Through her project, Engiles hopes to not only help improve treatments and protocols for treating horses, but also draw conclusions that could potentially impact human medicine.

“We say it all the time but I truly believe in ‘Many Species, One Medicine,’” she says. “As a pathologist, I see that, time and time again, we can bridge the species gap and get the bigger picture answer of how these infections arise.”

For Dr. Tracy Bale, Professor of Neuroscience at Penn Vet, the Center’s support provided an opportunity to explore connections between the microbiome and her primary area of focus: how maternal stress impacts the neurological health of offspring.

“While we are not immunologists or microbiologists, this is a novel way of thinking about a mechanism that might be contributing to outcomes in our maternal stress model,” she says.

The project Bale is leading will examine how a mother’s vaginal microbial community impacts her offspring’s brain development. Bale’s thinking is as follows: Because a baby’s gut is first colonized by bacteria from the mother’s vagina at birth, perhaps differences are produced in the population of microbes by a mother’s stress, and can lead to changes in a baby’s own gut microbiome. This altered microbial community could then lead to differences in how important nutrients are absorbed in the offspring’s body, leading to differences in how the baby’s brain develops.

“Some studies on the gut microbiome have found associations with risk factors for autism and schizophrenia,” says Bale. “We’re now trying to put two and two together.”

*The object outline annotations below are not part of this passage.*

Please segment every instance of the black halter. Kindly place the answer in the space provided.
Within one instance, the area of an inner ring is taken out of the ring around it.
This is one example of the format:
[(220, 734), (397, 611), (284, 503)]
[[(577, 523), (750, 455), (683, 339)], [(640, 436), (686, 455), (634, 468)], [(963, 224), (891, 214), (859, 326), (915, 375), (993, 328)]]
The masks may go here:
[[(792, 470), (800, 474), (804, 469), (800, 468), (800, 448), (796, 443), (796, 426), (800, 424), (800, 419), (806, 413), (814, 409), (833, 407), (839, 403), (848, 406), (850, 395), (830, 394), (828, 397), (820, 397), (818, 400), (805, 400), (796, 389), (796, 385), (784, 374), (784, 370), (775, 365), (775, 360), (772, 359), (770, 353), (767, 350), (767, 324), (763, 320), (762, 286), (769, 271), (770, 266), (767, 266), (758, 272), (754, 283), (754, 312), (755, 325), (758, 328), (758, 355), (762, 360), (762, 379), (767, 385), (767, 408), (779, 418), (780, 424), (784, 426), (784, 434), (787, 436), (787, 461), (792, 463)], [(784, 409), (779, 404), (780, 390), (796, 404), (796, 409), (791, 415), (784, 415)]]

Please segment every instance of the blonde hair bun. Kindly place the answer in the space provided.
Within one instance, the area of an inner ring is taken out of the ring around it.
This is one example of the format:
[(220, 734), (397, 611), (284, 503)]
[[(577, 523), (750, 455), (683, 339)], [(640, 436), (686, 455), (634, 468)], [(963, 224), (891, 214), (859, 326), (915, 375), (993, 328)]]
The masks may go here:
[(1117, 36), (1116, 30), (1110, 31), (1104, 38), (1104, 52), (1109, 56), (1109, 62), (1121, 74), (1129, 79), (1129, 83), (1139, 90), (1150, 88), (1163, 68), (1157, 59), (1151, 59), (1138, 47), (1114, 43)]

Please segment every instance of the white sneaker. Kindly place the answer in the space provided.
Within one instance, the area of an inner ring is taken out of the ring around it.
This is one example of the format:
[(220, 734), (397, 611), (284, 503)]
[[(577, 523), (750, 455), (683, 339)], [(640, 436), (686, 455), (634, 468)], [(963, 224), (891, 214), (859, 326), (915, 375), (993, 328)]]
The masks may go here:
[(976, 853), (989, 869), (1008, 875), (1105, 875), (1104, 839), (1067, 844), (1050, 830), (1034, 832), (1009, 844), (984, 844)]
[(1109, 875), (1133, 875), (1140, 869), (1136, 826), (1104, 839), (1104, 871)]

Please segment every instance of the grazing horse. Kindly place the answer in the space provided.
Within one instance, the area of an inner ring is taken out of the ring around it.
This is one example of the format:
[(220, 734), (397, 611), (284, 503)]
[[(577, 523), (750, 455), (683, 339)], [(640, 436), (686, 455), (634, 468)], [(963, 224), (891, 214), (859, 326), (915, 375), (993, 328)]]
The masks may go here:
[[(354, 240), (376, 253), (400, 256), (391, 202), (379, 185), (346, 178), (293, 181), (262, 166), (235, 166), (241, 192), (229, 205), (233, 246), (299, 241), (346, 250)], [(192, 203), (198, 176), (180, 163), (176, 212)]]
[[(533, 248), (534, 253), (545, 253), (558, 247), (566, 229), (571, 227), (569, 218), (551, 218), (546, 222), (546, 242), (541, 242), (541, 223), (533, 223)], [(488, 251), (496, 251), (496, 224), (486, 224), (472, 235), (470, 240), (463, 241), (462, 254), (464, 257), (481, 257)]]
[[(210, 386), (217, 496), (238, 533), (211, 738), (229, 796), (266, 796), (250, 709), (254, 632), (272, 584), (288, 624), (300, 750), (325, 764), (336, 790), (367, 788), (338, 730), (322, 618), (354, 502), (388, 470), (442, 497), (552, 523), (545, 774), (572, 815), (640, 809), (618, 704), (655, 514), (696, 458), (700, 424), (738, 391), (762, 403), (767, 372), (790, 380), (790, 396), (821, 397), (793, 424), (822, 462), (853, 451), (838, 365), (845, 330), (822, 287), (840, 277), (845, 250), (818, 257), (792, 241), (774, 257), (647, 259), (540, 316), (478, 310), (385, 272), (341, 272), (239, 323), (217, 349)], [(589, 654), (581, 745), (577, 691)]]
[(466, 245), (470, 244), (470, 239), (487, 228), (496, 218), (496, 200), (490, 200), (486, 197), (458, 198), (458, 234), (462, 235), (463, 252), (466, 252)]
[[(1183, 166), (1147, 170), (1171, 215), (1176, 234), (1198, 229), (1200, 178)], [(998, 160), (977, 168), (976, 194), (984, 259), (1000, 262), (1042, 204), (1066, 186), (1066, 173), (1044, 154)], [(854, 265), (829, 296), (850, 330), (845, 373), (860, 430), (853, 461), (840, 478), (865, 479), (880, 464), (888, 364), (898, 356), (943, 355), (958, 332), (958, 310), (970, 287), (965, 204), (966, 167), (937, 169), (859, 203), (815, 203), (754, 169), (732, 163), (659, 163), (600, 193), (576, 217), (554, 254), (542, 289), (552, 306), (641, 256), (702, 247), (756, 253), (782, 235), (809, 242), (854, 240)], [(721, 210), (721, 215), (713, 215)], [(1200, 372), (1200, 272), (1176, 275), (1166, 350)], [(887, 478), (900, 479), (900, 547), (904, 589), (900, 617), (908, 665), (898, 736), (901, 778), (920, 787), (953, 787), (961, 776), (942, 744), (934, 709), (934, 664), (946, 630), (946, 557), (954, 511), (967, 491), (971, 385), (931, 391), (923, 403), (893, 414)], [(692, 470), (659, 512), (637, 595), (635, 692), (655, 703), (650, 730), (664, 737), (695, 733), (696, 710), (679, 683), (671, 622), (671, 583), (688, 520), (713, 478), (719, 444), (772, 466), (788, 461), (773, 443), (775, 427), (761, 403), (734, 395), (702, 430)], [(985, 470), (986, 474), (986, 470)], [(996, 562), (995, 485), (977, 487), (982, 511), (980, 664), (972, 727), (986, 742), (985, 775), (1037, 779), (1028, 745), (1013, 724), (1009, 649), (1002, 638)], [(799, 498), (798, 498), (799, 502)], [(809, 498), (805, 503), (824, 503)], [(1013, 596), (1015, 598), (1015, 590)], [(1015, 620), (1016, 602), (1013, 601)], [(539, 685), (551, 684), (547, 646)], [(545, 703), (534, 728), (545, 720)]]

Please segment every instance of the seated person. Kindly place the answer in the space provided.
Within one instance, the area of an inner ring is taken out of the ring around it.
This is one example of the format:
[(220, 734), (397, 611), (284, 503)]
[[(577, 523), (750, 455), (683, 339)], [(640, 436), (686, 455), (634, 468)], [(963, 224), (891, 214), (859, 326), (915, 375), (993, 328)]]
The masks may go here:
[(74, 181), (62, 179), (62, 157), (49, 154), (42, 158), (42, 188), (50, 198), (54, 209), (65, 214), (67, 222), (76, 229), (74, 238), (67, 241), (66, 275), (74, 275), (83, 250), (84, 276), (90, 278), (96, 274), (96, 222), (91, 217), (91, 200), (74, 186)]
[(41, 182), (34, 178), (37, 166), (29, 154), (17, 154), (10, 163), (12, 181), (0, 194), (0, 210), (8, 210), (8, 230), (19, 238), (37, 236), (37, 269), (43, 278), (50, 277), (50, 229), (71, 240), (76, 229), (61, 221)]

Already Bale’s lab has collaborated with Dr. Elizabeth Grice of Penn Medicine and Dr. Michael May of Penn Vet, and determined that a female mouse’s vaginal microbiome is changed when she is stressed, and that these altered microbe populations are transferred to pups at birth. Further down the line, Bale hopes to determine whether experimentally manipulating the bacteria in the vagina leads to changes in brain development, and whether these changes could be “rescued” by various procedures like giving antibiotics or introducing particular types of bacteria into a baby’s gut.

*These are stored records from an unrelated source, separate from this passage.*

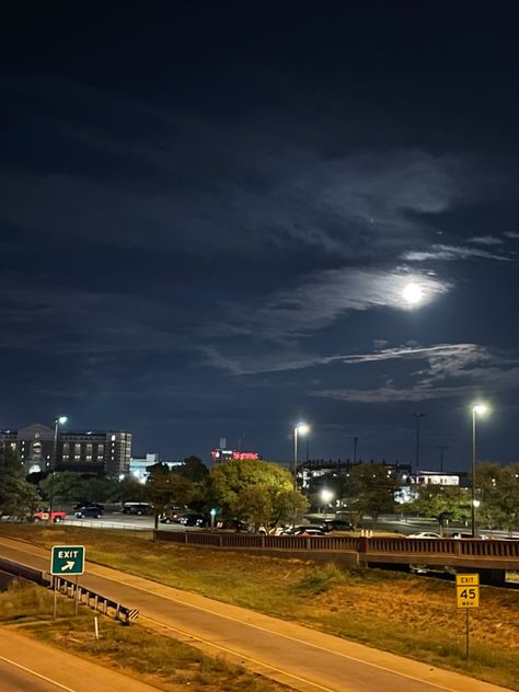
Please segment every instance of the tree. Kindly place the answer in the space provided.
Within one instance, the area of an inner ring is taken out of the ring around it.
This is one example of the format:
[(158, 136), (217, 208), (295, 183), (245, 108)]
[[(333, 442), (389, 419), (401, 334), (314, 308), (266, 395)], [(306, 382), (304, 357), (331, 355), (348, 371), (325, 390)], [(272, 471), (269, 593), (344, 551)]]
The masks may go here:
[(503, 466), (483, 462), (476, 466), (477, 517), (489, 528), (509, 533), (519, 523), (519, 463)]
[(88, 484), (80, 473), (73, 471), (56, 471), (48, 473), (39, 482), (39, 491), (45, 500), (59, 503), (79, 503), (86, 497)]
[(12, 449), (0, 449), (0, 515), (23, 519), (32, 516), (39, 496), (24, 477), (23, 462)]
[(173, 473), (189, 478), (193, 483), (204, 483), (209, 475), (209, 469), (198, 457), (186, 457), (180, 466), (173, 466)]
[(224, 519), (276, 524), (292, 519), (308, 505), (292, 489), (292, 476), (279, 464), (260, 460), (232, 460), (209, 472), (210, 492)]
[(418, 498), (412, 503), (415, 511), (438, 521), (440, 533), (448, 521), (468, 521), (471, 516), (470, 497), (459, 486), (428, 483), (417, 488)]
[(159, 526), (159, 517), (172, 505), (187, 505), (193, 495), (193, 483), (189, 478), (174, 474), (165, 463), (157, 463), (148, 468), (148, 480), (145, 497), (153, 507), (154, 527)]
[(370, 515), (373, 529), (382, 512), (394, 511), (397, 482), (384, 464), (358, 464), (351, 468), (348, 484), (349, 509), (361, 519)]

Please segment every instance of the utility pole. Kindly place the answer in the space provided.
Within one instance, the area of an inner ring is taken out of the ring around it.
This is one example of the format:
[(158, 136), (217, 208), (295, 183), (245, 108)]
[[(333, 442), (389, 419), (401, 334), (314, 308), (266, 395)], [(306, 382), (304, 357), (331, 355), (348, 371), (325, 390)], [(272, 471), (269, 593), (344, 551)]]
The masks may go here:
[(415, 411), (411, 414), (414, 418), (416, 418), (416, 473), (419, 471), (419, 419), (425, 418), (425, 413), (420, 411)]
[(440, 473), (443, 473), (443, 452), (446, 449), (449, 448), (447, 447), (447, 445), (440, 445), (438, 449), (440, 450)]

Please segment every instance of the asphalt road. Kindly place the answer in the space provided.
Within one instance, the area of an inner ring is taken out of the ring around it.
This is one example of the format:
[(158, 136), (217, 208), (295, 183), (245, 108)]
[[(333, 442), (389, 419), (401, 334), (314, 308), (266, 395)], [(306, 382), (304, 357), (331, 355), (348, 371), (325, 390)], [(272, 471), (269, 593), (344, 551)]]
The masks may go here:
[(157, 688), (0, 627), (2, 692), (157, 692)]
[[(43, 549), (0, 538), (0, 554), (48, 569), (49, 554)], [(106, 567), (89, 564), (80, 584), (139, 608), (143, 623), (164, 634), (301, 692), (504, 690)]]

With hard work and a little luck, says Hunter, the results of these pilots will enable Penn Vet’s faculty to produce preliminary findings that will give them a competitive edge in earning additional funding from outside sources. Already, a grant application submitted by Hunter describing the work of the Center was given a top ranking by the National Institutes of Health.

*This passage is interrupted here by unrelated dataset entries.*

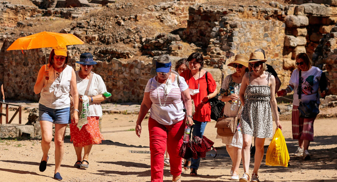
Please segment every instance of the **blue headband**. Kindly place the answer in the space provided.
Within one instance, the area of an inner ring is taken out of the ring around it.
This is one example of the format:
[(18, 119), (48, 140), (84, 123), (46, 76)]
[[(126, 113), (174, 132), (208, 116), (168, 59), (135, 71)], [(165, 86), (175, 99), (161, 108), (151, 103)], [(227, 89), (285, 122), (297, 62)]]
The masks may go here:
[(156, 72), (163, 72), (168, 73), (171, 68), (172, 64), (171, 62), (167, 63), (162, 63), (158, 62), (156, 62)]

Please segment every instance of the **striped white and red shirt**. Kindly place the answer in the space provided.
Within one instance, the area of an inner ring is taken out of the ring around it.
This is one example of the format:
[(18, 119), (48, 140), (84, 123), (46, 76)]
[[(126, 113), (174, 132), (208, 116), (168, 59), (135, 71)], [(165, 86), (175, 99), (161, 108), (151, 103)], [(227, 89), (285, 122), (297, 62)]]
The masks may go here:
[[(177, 77), (171, 85), (171, 90), (164, 96), (164, 87), (165, 84), (158, 82), (154, 77), (149, 80), (145, 92), (150, 92), (150, 98), (152, 102), (150, 110), (150, 116), (159, 123), (171, 125), (184, 119), (185, 108), (181, 97), (181, 92), (188, 88), (183, 77), (179, 76), (180, 88), (178, 86)], [(162, 107), (161, 105), (164, 106)], [(166, 101), (165, 101), (166, 100)]]

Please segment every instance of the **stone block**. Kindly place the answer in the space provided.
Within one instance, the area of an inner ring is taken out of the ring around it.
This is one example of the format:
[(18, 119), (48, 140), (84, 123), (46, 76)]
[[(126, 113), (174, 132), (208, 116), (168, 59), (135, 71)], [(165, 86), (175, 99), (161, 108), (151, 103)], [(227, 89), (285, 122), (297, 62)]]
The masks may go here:
[(322, 22), (322, 18), (318, 16), (309, 16), (309, 24), (316, 25), (320, 24)]
[(32, 125), (24, 125), (17, 126), (16, 128), (17, 130), (19, 130), (19, 136), (22, 136), (23, 135), (27, 136), (27, 134), (29, 134), (30, 137), (35, 137), (35, 129), (34, 126)]
[(288, 47), (296, 47), (298, 45), (304, 45), (307, 44), (305, 37), (296, 37), (292, 35), (286, 35), (284, 37), (284, 46)]
[(294, 6), (288, 6), (284, 9), (284, 11), (287, 15), (294, 14), (295, 10), (295, 7)]
[(319, 33), (321, 34), (327, 34), (330, 32), (330, 31), (334, 26), (334, 25), (325, 26), (322, 25), (319, 28)]
[(328, 4), (332, 6), (337, 6), (337, 0), (312, 0), (316, 4)]
[(320, 33), (313, 33), (310, 35), (310, 40), (313, 42), (318, 42), (323, 37), (323, 35)]
[(306, 16), (287, 15), (285, 18), (285, 25), (288, 27), (299, 27), (309, 25), (309, 19)]
[(289, 58), (283, 58), (283, 69), (286, 70), (295, 69), (295, 60)]
[(296, 15), (305, 15), (304, 7), (302, 6), (298, 6), (295, 7), (294, 14)]
[(336, 24), (337, 23), (337, 17), (330, 16), (328, 19), (327, 21), (327, 24), (328, 25), (332, 25)]
[(307, 3), (300, 5), (304, 8), (304, 13), (318, 16), (328, 16), (331, 11), (329, 8), (325, 6), (315, 4)]
[(308, 33), (308, 30), (306, 28), (298, 28), (293, 30), (293, 35), (295, 37), (299, 36), (306, 36)]
[(293, 56), (292, 59), (295, 60), (297, 55), (302, 52), (307, 53), (307, 50), (305, 47), (304, 46), (298, 46), (294, 49), (293, 52)]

“This is an investment, with the expectation that it will pay off in the long run,” says Hunter.

SUPPORT FOR THE FUTURE

All of the faculty with funded projects will be supported by monthly lab meetings where they will share data and provide each other with feedback. But the advantages of the Center do not end with the pilot projects. Beiting has made himself available to all of Penn Vet as a resource. Already he can be found in his office answering questions of students and faculty, or holding workshops to introduce or coach individuals in the techniques of genomics research.

Moving forward, Beiting is looking to design a course for postdoctoral researchers and graduate students in the area of genomics research. The Center is also considering creating a seminar series or sponsoring speakers to present in other established series around campus. Continuing to engage the medical school through learning partnerships and research collaboration will be an ongoing goal. And the Center plans to offer funding for another set of pilot projects next year.

“We strongly believe this innovative approach to health and disease will provide new insights into human and animal health,” says Hendricks, “and will build on the One Health concept in a novel and very impactful fashion.”

Adds Engiles: The Center is introducing me to techniques that I would not have had exposure to otherwise, but are very powerful and give you a different perspective. They allow you to answer questions that you would previously just scratch your head and wonder about.”